Spoken and written languages aren't the only kind of language though, there is body language for humans, and computer language for computers, robots and machines. But in every case, language is a medium for communication. If he didn't know Chinese, he wouldn't understand his father's instructions to empty the trash. His Spanish teacher would not be able to teach him if he didn't understand Spanish, and he would have no idea his buddies playing dodgeball for yelling duck if he didn't understand English. Like people, computers have the ability to understand different languages.

Each computer language has its own logic and its own symbols. The languages that computers use to communicate are called programming languages. Programming languages are separated by their purpose and their level. In fact, symbols are the main components of any language. It's the combination arrangement, logic and meaning behind any set of symbols that make a language.
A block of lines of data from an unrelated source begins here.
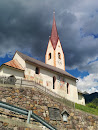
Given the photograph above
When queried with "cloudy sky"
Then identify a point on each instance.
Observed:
(25, 25)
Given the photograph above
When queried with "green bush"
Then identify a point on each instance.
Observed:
(92, 105)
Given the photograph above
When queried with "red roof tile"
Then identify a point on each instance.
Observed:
(14, 63)
(54, 34)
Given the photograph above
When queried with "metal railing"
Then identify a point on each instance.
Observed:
(27, 113)
(36, 85)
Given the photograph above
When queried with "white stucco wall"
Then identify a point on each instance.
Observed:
(60, 63)
(46, 79)
(20, 60)
(8, 71)
(81, 99)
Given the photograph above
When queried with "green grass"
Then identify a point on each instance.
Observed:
(87, 109)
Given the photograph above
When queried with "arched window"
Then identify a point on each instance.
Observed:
(37, 70)
(59, 55)
(49, 56)
(54, 79)
(67, 88)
C, C++, C sharp, Python, and JavaScript are examples of programming languages. Just as Chinese, Spanish and English are examples of human languages, they each have their own symbols, logic and rules.

Higher level programs are written and structured in a way that's closer to human verbal language. Java and Python are high level programming languages and generally run across different types of computers. There are also lower level languages called assembly languages that computers use to communicate instructions at the processor level, the lower level these are specific to an individual machine at the processor level. They are also called machine languages. Each computer language is different and created for a specific purpose. And the logic and rules that works for one language will not work for another even if the symbols are similar.

So to recap, like human languages, programming languages are collections of symbols, logic codes, and syntax that tells the computer what we want it to do. Each programming language can be grouped by both its level and its purpose. The language most different from the way people communicate is assembly language. This makes it the most difficult to use and learn. But even though learning new ways to communicate can be tricky. It is incredibly valuable and will give you a lot more career options in the future.